Loves Me Not is a school-wide programme delivered to Year 12 students throughout New Zealand, which aims to encourage and empower young people to reject any forms of abuse in relationships.

Senior Constable Dennis Bidois noticed that many of the most vulnerable victims and prolific offenders of family violence were missing out on the lessons learnt inside the school classroom.

He is now expanding Loves Me Not to alternative education facilities and other community groups, including at Bay Pathways and with local Iwi.


"Many of our most at risk are youth have already left the usual school system before this programme even begins," Senior Constable Bidois said.

"Loves Me Not is a beautiful programme so we are not changing any of the content.
What is important is that as many young people as possible receive this education, regardless of their circumstances."

Senior Constable Bidois hoped to continue to expand the programme in Tauranga to reach more communities, Iwi groups, and eventually a wider age group.

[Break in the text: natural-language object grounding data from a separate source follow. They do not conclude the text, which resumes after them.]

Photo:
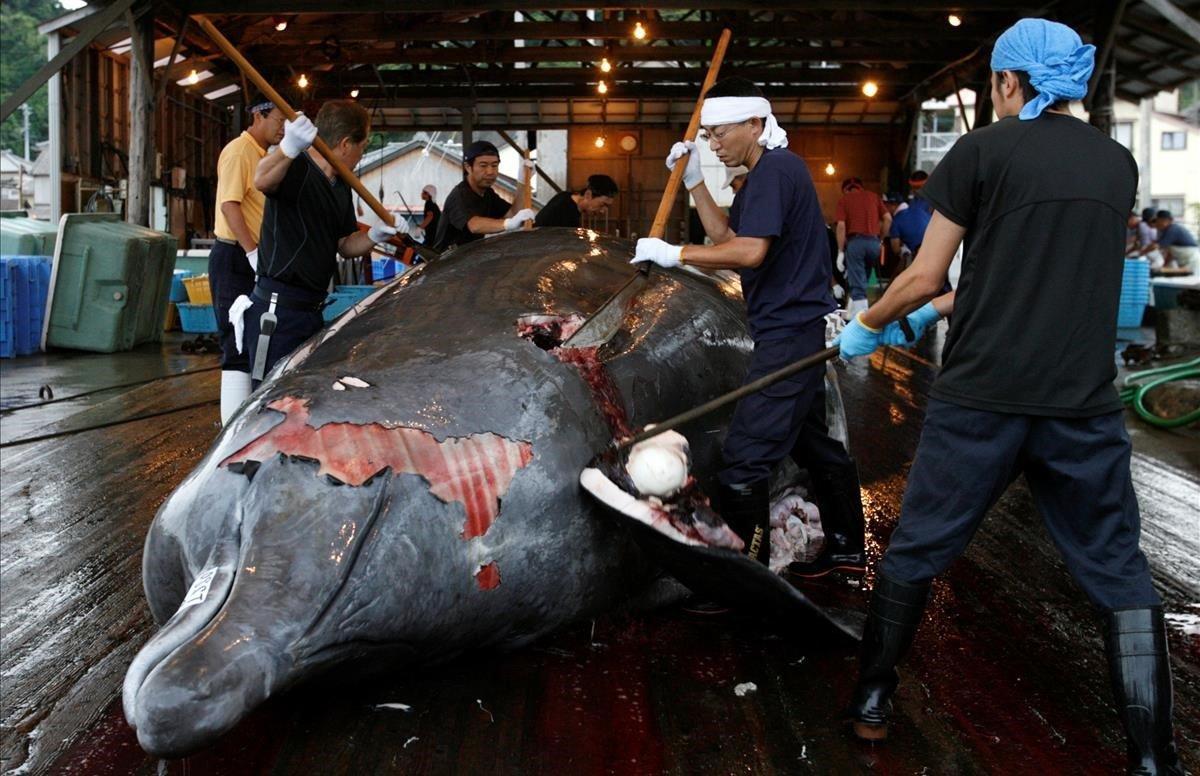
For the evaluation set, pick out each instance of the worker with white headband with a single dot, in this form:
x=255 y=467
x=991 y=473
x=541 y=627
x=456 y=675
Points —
x=774 y=235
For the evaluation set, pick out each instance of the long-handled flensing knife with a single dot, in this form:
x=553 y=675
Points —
x=605 y=322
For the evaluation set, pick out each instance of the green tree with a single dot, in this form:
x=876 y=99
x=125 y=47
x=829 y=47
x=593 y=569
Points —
x=22 y=52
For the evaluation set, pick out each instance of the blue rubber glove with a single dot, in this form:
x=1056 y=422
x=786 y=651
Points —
x=918 y=320
x=857 y=338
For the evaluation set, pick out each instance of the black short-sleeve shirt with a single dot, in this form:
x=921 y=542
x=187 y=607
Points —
x=461 y=206
x=790 y=289
x=1044 y=203
x=303 y=222
x=559 y=211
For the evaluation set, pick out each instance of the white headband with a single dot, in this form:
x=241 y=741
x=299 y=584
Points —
x=718 y=110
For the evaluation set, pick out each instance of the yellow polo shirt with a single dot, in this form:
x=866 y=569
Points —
x=235 y=182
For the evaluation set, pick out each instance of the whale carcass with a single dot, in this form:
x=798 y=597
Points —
x=406 y=485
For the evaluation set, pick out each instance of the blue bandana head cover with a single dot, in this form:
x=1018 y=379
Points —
x=1053 y=54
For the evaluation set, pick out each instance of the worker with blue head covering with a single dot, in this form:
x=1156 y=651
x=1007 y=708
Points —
x=1038 y=200
x=1056 y=61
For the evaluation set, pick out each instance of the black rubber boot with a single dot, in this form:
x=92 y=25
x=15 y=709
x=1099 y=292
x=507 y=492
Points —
x=1141 y=684
x=747 y=510
x=892 y=620
x=840 y=500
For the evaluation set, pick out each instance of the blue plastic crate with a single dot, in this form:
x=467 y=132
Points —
x=383 y=269
x=343 y=298
x=197 y=319
x=178 y=290
x=23 y=290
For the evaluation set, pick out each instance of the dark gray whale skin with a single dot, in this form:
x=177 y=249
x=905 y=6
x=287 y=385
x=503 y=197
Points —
x=309 y=572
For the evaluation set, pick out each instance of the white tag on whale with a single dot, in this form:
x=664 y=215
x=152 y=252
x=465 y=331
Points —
x=199 y=589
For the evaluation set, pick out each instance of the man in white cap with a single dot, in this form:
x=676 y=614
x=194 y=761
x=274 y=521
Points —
x=1041 y=200
x=775 y=238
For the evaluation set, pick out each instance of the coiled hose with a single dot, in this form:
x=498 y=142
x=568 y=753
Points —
x=1139 y=384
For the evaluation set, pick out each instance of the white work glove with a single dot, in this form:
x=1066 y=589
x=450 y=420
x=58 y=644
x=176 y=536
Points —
x=693 y=175
x=523 y=170
x=298 y=136
x=517 y=221
x=382 y=232
x=658 y=251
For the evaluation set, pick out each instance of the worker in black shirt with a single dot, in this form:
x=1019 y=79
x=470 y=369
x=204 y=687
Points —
x=564 y=208
x=307 y=222
x=473 y=209
x=1026 y=388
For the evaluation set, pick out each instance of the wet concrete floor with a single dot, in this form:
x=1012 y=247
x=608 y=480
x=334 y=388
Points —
x=1007 y=675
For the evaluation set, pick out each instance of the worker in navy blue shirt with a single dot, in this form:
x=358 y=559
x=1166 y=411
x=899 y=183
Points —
x=1026 y=385
x=307 y=222
x=775 y=238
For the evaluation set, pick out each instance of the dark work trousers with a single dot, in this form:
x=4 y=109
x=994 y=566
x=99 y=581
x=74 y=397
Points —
x=1077 y=468
x=292 y=328
x=229 y=277
x=786 y=419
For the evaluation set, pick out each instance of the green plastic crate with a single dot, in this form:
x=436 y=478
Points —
x=28 y=236
x=111 y=284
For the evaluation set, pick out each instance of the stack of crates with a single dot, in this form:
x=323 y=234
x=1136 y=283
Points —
x=197 y=316
x=1134 y=293
x=24 y=283
x=111 y=284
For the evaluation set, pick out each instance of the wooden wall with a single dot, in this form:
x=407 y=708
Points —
x=190 y=133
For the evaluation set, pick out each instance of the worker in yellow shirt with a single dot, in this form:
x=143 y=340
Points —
x=239 y=221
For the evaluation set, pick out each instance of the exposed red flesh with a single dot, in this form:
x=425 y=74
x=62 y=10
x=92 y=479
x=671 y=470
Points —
x=473 y=470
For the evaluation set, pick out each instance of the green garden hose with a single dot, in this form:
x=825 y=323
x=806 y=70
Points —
x=1139 y=384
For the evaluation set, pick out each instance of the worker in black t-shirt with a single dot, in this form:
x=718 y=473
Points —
x=309 y=220
x=1026 y=388
x=565 y=208
x=473 y=209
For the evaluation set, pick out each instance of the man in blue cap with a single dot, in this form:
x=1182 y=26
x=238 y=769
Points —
x=1026 y=388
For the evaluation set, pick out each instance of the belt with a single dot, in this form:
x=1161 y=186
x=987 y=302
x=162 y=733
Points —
x=286 y=302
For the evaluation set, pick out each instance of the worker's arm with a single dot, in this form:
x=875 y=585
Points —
x=924 y=280
x=715 y=221
x=237 y=221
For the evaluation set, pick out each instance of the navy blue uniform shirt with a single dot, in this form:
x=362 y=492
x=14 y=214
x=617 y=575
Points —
x=790 y=289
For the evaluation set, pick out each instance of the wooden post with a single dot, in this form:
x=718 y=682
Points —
x=142 y=97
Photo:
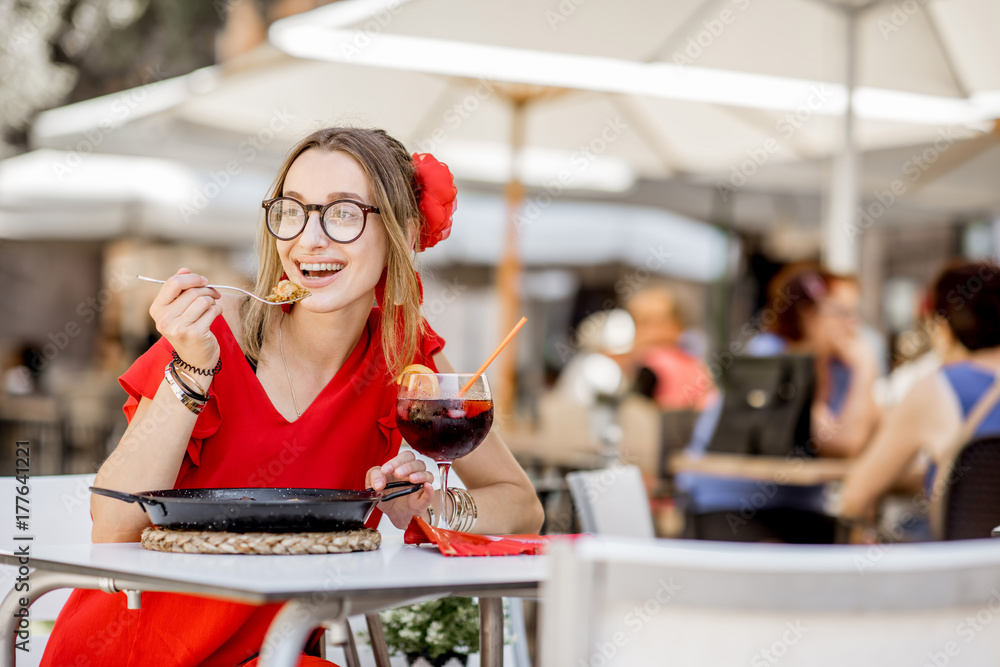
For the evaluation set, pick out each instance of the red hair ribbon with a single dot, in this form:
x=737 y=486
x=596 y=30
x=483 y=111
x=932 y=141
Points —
x=436 y=195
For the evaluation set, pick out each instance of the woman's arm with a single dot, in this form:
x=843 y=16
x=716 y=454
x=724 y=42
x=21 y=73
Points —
x=919 y=421
x=150 y=453
x=845 y=436
x=148 y=457
x=505 y=498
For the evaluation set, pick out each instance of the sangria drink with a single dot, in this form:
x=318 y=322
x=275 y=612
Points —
x=444 y=417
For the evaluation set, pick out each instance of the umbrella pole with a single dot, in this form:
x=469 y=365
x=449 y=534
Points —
x=841 y=234
x=509 y=273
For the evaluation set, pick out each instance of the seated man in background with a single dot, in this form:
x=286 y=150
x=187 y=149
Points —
x=810 y=312
x=673 y=377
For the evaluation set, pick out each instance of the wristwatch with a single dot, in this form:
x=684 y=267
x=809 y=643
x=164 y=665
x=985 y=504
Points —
x=188 y=401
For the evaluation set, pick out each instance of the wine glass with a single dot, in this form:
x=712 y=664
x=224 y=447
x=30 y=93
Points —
x=443 y=422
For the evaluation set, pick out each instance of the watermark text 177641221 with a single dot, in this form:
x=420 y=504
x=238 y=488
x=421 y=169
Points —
x=22 y=516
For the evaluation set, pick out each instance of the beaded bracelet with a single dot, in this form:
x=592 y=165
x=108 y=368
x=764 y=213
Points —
x=180 y=372
x=194 y=369
x=193 y=392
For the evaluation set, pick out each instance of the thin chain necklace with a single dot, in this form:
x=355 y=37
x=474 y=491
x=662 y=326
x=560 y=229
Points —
x=281 y=348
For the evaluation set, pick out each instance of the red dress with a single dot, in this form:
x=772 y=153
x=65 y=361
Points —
x=239 y=440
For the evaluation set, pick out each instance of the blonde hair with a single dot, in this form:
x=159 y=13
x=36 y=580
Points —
x=389 y=169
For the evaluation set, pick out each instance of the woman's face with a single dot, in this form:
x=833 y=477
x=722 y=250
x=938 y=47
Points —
x=338 y=275
x=834 y=318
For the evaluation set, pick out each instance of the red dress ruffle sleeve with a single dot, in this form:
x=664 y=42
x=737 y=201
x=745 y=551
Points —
x=240 y=440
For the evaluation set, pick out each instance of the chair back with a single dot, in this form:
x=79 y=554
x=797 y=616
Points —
x=612 y=501
x=965 y=503
x=619 y=601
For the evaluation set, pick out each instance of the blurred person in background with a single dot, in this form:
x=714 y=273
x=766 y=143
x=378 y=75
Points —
x=966 y=325
x=663 y=370
x=18 y=378
x=812 y=312
x=926 y=348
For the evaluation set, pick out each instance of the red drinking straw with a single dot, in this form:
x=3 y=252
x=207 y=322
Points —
x=500 y=347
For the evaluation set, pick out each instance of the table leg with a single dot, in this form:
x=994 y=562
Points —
x=39 y=584
x=491 y=632
x=288 y=632
x=377 y=634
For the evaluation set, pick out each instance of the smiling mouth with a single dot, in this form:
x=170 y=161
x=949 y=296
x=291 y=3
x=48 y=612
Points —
x=315 y=270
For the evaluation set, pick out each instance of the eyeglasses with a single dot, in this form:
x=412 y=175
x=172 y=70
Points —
x=342 y=220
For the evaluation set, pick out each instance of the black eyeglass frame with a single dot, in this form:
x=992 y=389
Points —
x=322 y=209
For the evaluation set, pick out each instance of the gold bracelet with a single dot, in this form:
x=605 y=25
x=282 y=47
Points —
x=190 y=378
x=466 y=512
x=190 y=402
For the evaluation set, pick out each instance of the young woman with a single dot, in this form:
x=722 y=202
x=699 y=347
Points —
x=966 y=302
x=297 y=396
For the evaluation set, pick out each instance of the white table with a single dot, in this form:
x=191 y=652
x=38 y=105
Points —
x=314 y=589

"The Loves Me Not programme has provided one of the most successful inroads that Police have ever had into secondary schools and we know its benefiting young people's future," he said.

"Beyond the positive impact it has on relationships, it has created endless opportunities to gain the trust and confidence of students, staff and whanau."

Developed with the Sophie Elliott Foundation, Loves Me Not encourages students to recognise unhealthy relationships and to take action where necessary, including through the use of effective bystander action and wider community action.

It is delivered through teaching workshops, collaborating with parents and whanau [family], and reviewing the school environments and policies.

"Teaching young people to recognise harmful behaviour, both in their own behaviour and in the behaviour of others, is an absolute priority for Police," Senior Constable Bidois said.


"Having a healthy relationship expands to a healthy life.
With early intervention, we hope young people will learn to recognise happy and healthy relationships that stay that way.

"Too often, people are unaware of the early signs of negative relationships and as time goes by, it becomes more and more difficult to address or remove themselves from the situation."

Relationship abuse is one of New Zealand's biggest social and criminal issues, he said.

"The programme teaches young people to speak up and to get help for themselves and for others."

Further information on participating in the Loves Me Not programme is available through your local Police School Community Officer or online at the NZ Police School Portal.

- Across NZ, Loves Me Not has reached more than 10,000 young people this year at 94 schools
- As part of the goal to improve student-led action, many young people who have taken part in Loves Me Not have gone on to actively prevent family harm in their own communities.
- It has resulted in students becoming active ambassadors of White Ribbon and establishing their own community action groups.